Types of Depression: Suicide Girls or Suicide Boys

Suicide Girls
Suicide

Types of Depression: Suicide Girls or Suicide Boys

Thoughts of suicide is common among depressed people. Though it does not mean that every depressed person will have suicide ideation or worst still attempt suicide, it does put people suffering from depression at a higher risk for suicide than the general population. Usually, sufferers of major depression will not have the energy to actually commit suicide though they may think about it. Once the symptoms lift and they are experiencing moderate depression, they may carry out their suicidal thoughts because they have more energy. Suicide is not exclusive to severe depression and moderate depression there may be other risks factors involved as well.
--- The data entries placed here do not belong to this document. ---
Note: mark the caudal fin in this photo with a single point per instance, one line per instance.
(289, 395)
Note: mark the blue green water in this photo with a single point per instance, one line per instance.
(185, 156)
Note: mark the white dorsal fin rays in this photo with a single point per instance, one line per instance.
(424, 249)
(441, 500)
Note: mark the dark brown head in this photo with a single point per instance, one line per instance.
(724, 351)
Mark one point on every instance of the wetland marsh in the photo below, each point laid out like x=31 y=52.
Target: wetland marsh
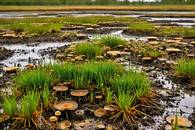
x=88 y=70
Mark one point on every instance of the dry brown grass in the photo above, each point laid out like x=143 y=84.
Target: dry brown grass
x=115 y=8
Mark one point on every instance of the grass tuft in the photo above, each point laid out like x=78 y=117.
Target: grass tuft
x=185 y=68
x=9 y=105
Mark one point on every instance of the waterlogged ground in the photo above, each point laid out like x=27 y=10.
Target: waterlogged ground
x=174 y=97
x=187 y=21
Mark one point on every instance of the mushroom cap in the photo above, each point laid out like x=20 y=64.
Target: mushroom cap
x=79 y=93
x=10 y=69
x=64 y=124
x=109 y=108
x=173 y=50
x=58 y=113
x=53 y=119
x=100 y=112
x=60 y=88
x=181 y=121
x=66 y=105
x=4 y=118
x=147 y=58
x=100 y=125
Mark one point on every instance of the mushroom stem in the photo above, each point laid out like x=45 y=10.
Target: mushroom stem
x=66 y=114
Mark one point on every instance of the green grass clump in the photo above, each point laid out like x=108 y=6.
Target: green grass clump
x=29 y=104
x=135 y=83
x=46 y=97
x=112 y=41
x=185 y=68
x=142 y=26
x=87 y=73
x=90 y=50
x=9 y=105
x=129 y=89
x=33 y=79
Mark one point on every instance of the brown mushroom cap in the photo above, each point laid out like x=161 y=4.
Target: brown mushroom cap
x=53 y=119
x=60 y=88
x=100 y=112
x=64 y=125
x=66 y=105
x=58 y=113
x=4 y=118
x=109 y=108
x=100 y=125
x=79 y=93
x=181 y=121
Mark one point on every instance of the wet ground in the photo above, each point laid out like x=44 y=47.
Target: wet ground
x=177 y=21
x=174 y=96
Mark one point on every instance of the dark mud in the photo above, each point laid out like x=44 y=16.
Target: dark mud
x=5 y=53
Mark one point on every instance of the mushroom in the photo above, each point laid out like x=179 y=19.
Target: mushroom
x=79 y=93
x=64 y=125
x=181 y=121
x=100 y=125
x=53 y=120
x=60 y=88
x=66 y=105
x=109 y=108
x=10 y=69
x=100 y=112
x=4 y=118
x=58 y=113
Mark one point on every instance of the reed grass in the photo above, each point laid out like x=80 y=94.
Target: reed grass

Fortunately, suicide ideation can be controlled in depressed individuals with proper medication.
According to the statistics, nearly 15 percent of individuals suffering from clinical depression will commit suicide. Suicide was the 8th leading cause of death for American citizens in 1997. Nearly 11 out of every 100,000 individuals die by suicide, which translates to roughly 30,500 individuals who died by taking their own life that year. Not all suicide attempts are successful and in 1996 there were approximately 500,000 failed suicide attempts. The depression facts indicate that four times more women attempt suicide, however, more men are actually successful at carrying it out. For every 25 suicide attempts, one of them will result in death. Men and the elderly as a group will be more successful in committing suicide.

Suicide Methods

It seems that suicide, which was carried out through the use of firearms is the most common method among men and women alike. Firearms are used in 58% of all suicides. Firearms use is most common amongst white males and is the preferred method of suicide for elderly men who are 85 years of age and older. Suicide has become the third leading cause of death for people between 15 to 24 years of age. Even more striking is the fact that 303 young children between 10 and 14 committed suicide in 1997.

Suicide Risk Factors

Suicide Boys
Suicide
The risk factors depend upon age, gender, and race, but they can change over time. However, individuals suffering from clinical depression are already in a high-risk group. Nearly 90 percent of suicide victims have depression, or substance abuse addiction or another form of mental illness. Suicide attempters like people suffering from major depression have a chemical brain imbalance of the neurotransmitter called serotonin.
When you combine the brain chemistry and terrible life events, you get a lethal combination. There is also the risk factor contributed to people who already have other family members suffering from mental illnesses, and substance abuse. If there is a history of family violence, that too can increase the risk of suicide. Lesser-known risk factors include incarceration, just being exposed to suicide through media coverage, and having firearms in the house which can become temptations for attempted suicides. Having firearms in the house makes it easier to commit the act. Overall, the strongest influence on suicide and suicide attempts, is depression, alcohol abuse, cocaine use, and a separation or a divorce
It is important not to ignore suicide attempts, it is never to be considered just a means for attention. Most suicides are inappropriate reactions to distress. If you know someone who has attempted suicide at least once, direct him or her to a medical professional whenever you can. Education in schools, counseling groups, and even the limitation of access to firearms especially among younger children can help.